Chapter 14 details Christine's stay in the hospital, a scene that Rayona narrated in Chapter 1. By presenting such episodes from more than one point of view, Dorris emphasizes the complexity of life, much like William Faulkner does in his novels about the South. There are no absolutes in life, for one person's perceptions are only that: one person's perceptions. As Christine comments later in this Chapter, "You know, it's strange, you live in a place half your life and yet the sight of it from an unfamiliar angle can still surprise you." In other words, depending on how and from where you view something, that perception will always change.

Christine's stay in the hospital allows her to evaluate her life, and she doesn't like what she sees. She apparently hates everyone with whom she's had contact, including Aunt Ida, Lee, and Elgin. But her lashing out at all these people is a defense mechanism against lashing out at herself. However, she's left with no one to blame for her life except herself, which she recognizes when she thinks to herself, "I hated the mess I made of myself."

Christine rationalizes that if only she were no longer in Rayona's life, Rayona would have a better chance at success. Blaming herself for Rayona's less-then-perfect life so far, Christine thinks, "If I could go back through the same hole I would leave no mark." In other words, without Christine, Rayona would have a happier life. But Rayona doesn't understand that Christine's act of suicide is meant to help — not hurt — Rayona. Taking Rayona to Aunt Ida's to live is the only viable option Christine sees if Rayona is to have a better life than Christine's. Unfortunately, though, because Christine doesn't communicate the reasons for her actions to Rayona, Rayona naturally thinks that her mother is abandoning her. Ironically, then, Christine's attempted suicide is, in her own mind, the greatest, most helpful thing she can do for her child, whom she sees as "the yellow flame on the end of a tall, skinny candle." What she doesn't realize is how selfish her actions — including abandoning Rayona at Aunt Ida's — really are.

The permanence that Christine so desperately wants Rayona to have is symbolized in the two videotapes that Christine chooses for Rayona to remember her by. Again, though, Rayona doesn't know why Christine is determined to rent — steal — the two tapes. Note also that the lifetime guarantee of video membership is a driving force for Christine, who rationalizes that the video lifetime guarantee will be "something to remember me by" for Rayona, "something nice and expensive that didn't wear out" — unlike Christine herself.

Christine's turning to Aunt Ida for help with Rayona recalls the episode of Lee's funeral ceremonies when Aunt Ida was the one person to whom Christine turned for support. Speaking of Aunt Ida, Christine says, "I wanted to know she'd take care of Rayona, be a better mother to her than she was to me." Ironically, then, Christine is hoping that Rayona will get better care from Aunt Ida than Christine herself got, and better care than Christine is able to give to Rayona.

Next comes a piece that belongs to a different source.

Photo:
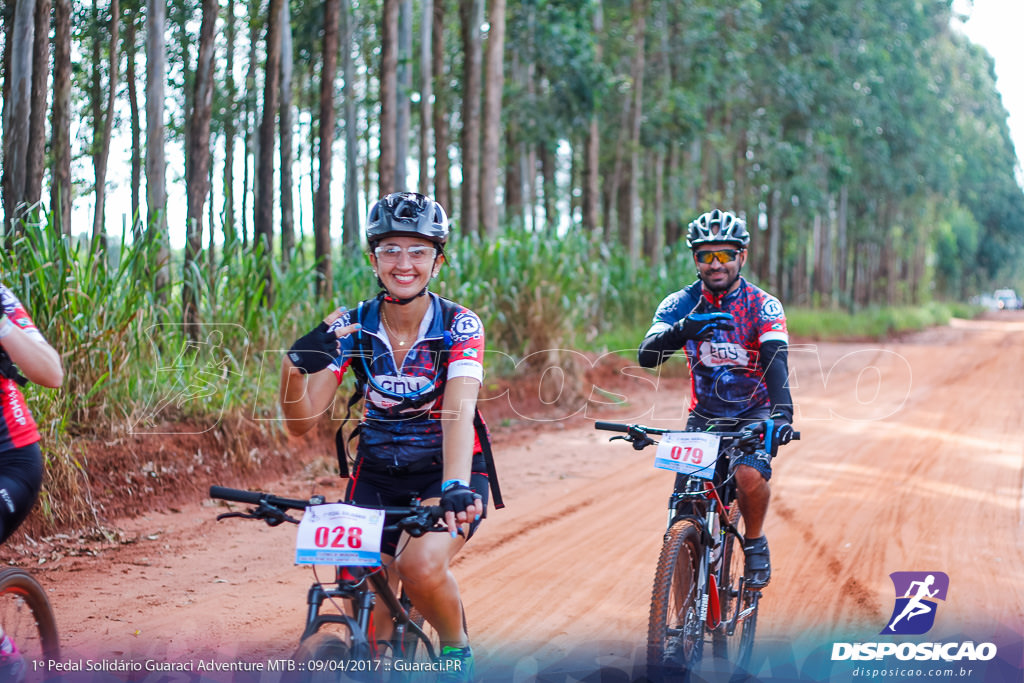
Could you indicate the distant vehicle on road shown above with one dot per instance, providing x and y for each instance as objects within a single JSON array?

Christine's reasoning of why Aunt Ida will accept Rayona is contained in Christine's thinking, "At that minute [Aunt Ida] was my last hope, the one person who had no right to turn away from me." But Christine seems to have forgotten that she rejected Aunt Ida, that she moved away from home. Dumbfounded when Aunt Ida challenges her as to why Aunt Ida should welcome her home, Christine panics and ultimately curses her mother. However, note that Christine's refusal to bow and scrape to Aunt Ida is really because she doesn't want Rayona to see her as a weak role model. "I saw Rayona watching and it came to me that nothing, nothing was worth her witnessing me laid low," Christine thinks. "What she couldn't do was erase the picture of her mother made a fool by an unforgiving old woman." And so Christine flees, as she's done so many times before.

Glossary

to snooker me to cheat or deceive.

Smokeys citizens band radio lingo for officers of the state highway patrol.

the Grand Coulee a dam on an enormous gorge, carved by the Columbia River; located in north-central Washington State.